In his early 20s, De La Cruz was told he had a disorder called severe dilated cardiomyopathy, in which the heart muscle becomes enlarged and weak. The symptoms include breathlessness, exhaustion and fluid buildup in the arms, legs and abdomen.
He was a student who had worked part time as a graphic designer and a disc jockey, but none of his employers offered health insurance. Once he got a diagnosis, his family says, he was unable to buy private insurance because he had a pre-existing condition.
He twice applied for Social Security disability benefits, which would have entitled him to health coverage under Medicare. The applications were denied. He did eventually qualify for Nevada's Medicaid program, which bases eligibility on financial need rather than age or disability.
As his condition got worse, it became clear he would need a heart transplant. In some states and the District of Columbia, the transplant would be covered by Medicaid -- but not in Nevada, where the program covers heart transplants only up to age 20.
Ben Kieckhefer, a spokesman for the Nevada Department of Health and Human Services, defended that policy. "All insurance plans decide what things they are going to cover and what things they are not going to cover," he said.
This spring, De La Cruz's sister, Veronica De La Cruz, a former anchor for CNN, began a two-pronged effort to save her brother. Her first hope was to win disability benefits so he could qualify for Medicare, which would cover a heart transplant. A hearing had been scheduled for spring 2010, far too late to save him. She appealed to state legislators to pressure a federal panel to expedite the disability hearing.

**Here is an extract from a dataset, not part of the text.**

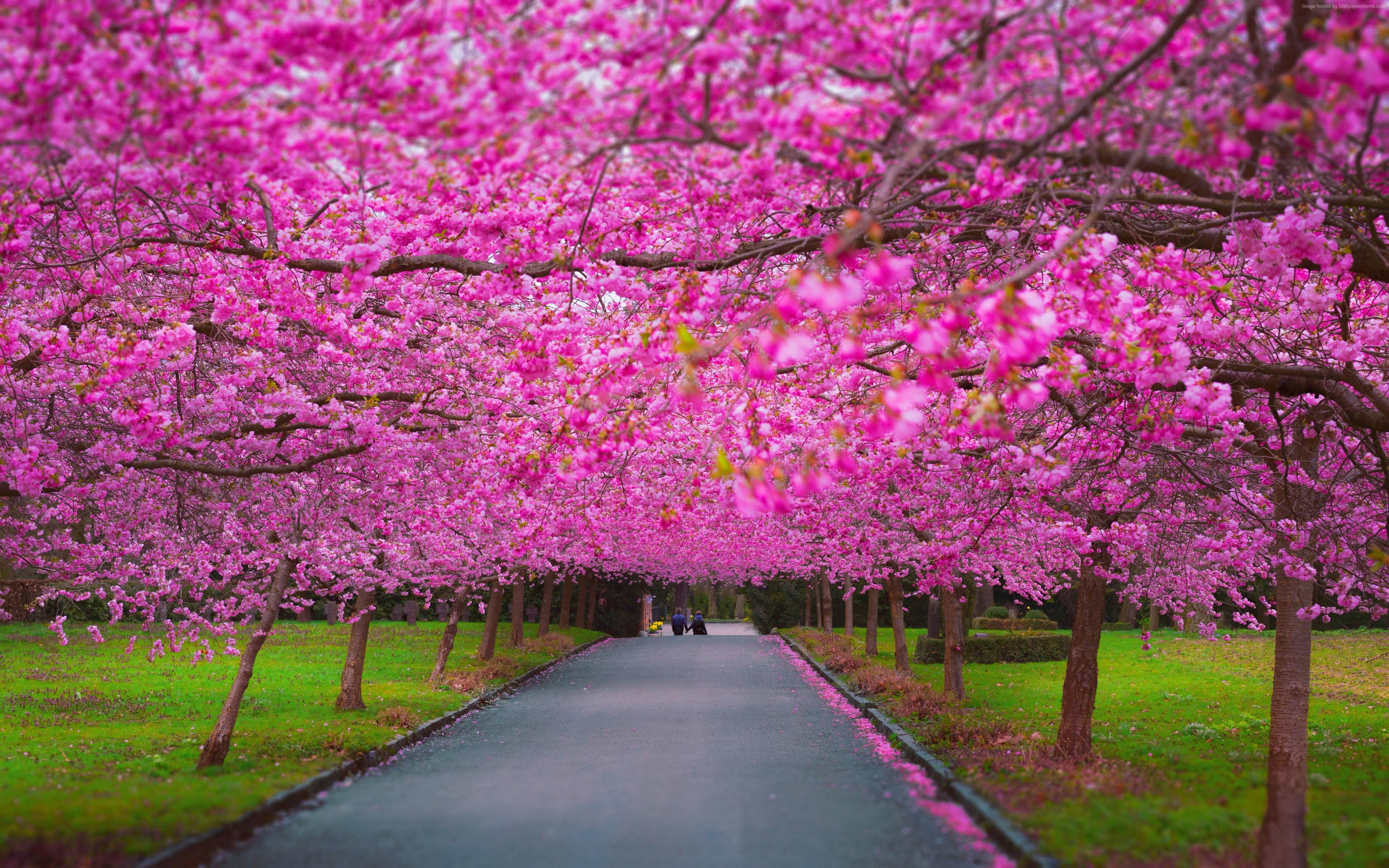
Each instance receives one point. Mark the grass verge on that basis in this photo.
(1181, 742)
(98, 748)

"How can a sick person navigate the system?" she said in an interview. "I am healthy and can barely do it on my own. The system is designed for people to get frustrated and give up."

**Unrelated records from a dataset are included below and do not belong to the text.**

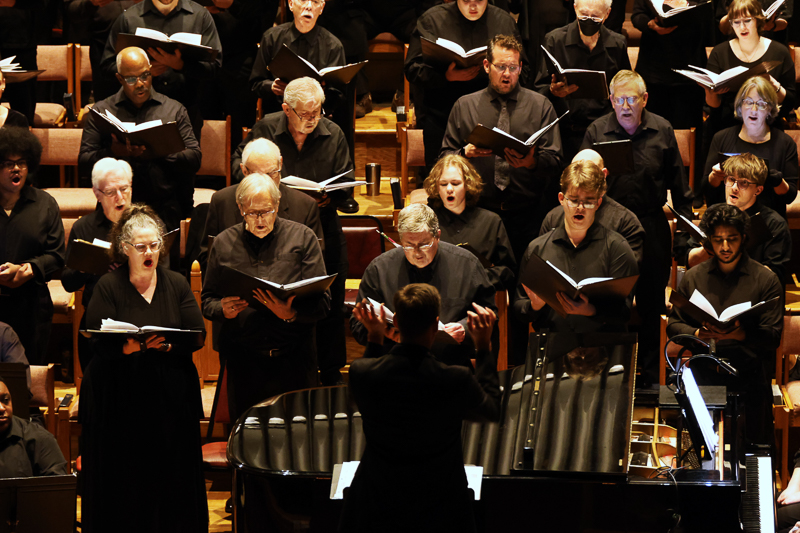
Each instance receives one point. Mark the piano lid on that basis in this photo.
(579, 411)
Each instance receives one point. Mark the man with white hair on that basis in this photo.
(455, 272)
(166, 184)
(314, 148)
(263, 157)
(582, 44)
(112, 185)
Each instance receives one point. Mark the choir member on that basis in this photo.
(732, 277)
(269, 347)
(31, 243)
(413, 408)
(658, 168)
(756, 106)
(513, 185)
(470, 24)
(453, 188)
(162, 374)
(112, 182)
(582, 248)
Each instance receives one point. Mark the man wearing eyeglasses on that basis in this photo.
(165, 184)
(745, 175)
(658, 168)
(112, 185)
(582, 248)
(31, 243)
(314, 148)
(513, 184)
(583, 44)
(422, 258)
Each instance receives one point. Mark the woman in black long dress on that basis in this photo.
(140, 402)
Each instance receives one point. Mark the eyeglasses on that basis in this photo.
(587, 204)
(512, 69)
(142, 248)
(255, 215)
(307, 117)
(420, 247)
(9, 164)
(761, 105)
(111, 193)
(742, 184)
(143, 77)
(620, 100)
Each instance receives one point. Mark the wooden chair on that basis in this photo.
(686, 145)
(83, 72)
(57, 63)
(215, 143)
(60, 147)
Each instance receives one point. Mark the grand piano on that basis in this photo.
(558, 460)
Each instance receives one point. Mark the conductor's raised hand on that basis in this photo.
(461, 74)
(232, 306)
(480, 324)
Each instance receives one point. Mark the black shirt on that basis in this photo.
(435, 95)
(722, 58)
(187, 17)
(528, 112)
(749, 282)
(483, 231)
(156, 182)
(28, 450)
(609, 55)
(780, 153)
(93, 226)
(602, 253)
(612, 215)
(319, 47)
(391, 271)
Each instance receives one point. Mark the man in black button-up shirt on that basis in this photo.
(574, 47)
(729, 278)
(31, 243)
(165, 184)
(582, 248)
(658, 169)
(172, 75)
(519, 203)
(436, 86)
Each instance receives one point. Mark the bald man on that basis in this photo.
(166, 183)
(610, 214)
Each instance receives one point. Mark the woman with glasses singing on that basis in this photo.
(140, 400)
(748, 48)
(269, 347)
(757, 105)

Veronica De La Cruz also began contacting heart-transplant centers to determine whether she could pay for the operation with donated money. Because Nevada has no heart-transplant center, she contacted several medical centers in California and was told that without insurance, her brother would need to post a deposit of at least $150,000 to be evaluated and placed on a waiting list. The total cost for the transplant and subsequent hospital care, as well as anti-rejection drugs, would be nearly $1 million, payable in advance.
To exert public pressure and raise money, Veronica De La Cruz began sending out messages on Twitter, with daily tweets about her brother's health, his dog, Chance, and the red tape she was trying to cut. She gained a following of more than 6,300 people, whom she began calling Eric's Twitter Army.
The troops included Trent Reznor of the band Nine Inch Nails, which said it would award donors backstage passes and time with the band; the famous Tony Hawk auctioned autographed skateboards. Supporters bombarded Nevada legislators with calls, faxes and e-mail. The Medicare hearing was rescheduled, and by June, Eric De La Cruz had won his long-awaited coverage, opening the door to a heart-transplant center.
Elated, Veronica De La Cruz contacted UCLA Medical Center's heart-transplant program, but now the hospital insisted that her brother get a secondary insurance policy -- even though Reznor said that the band raised nearly $1 million in less than two weeks. A hospital spokeswoman declined to comment on the case, citing patient privacy, but said that the hospital "had been working with" the family.
Eventually, Veronica De La Cruz arranged for her brother to be seen by doctors at the University of Southern California Medical Center. There, he spent a week on the "high-priority transplant" list.
But his condition had deteriorated so much that he soon became too sick for the procedure. On July 4, Eric De La Cruz died, at age 31.
Veronica De La Cruz says a surgeon told her that he could have helped her brother, but he arrived "two years too late." If not for all the delays and denials, she says, her brother would be alive today.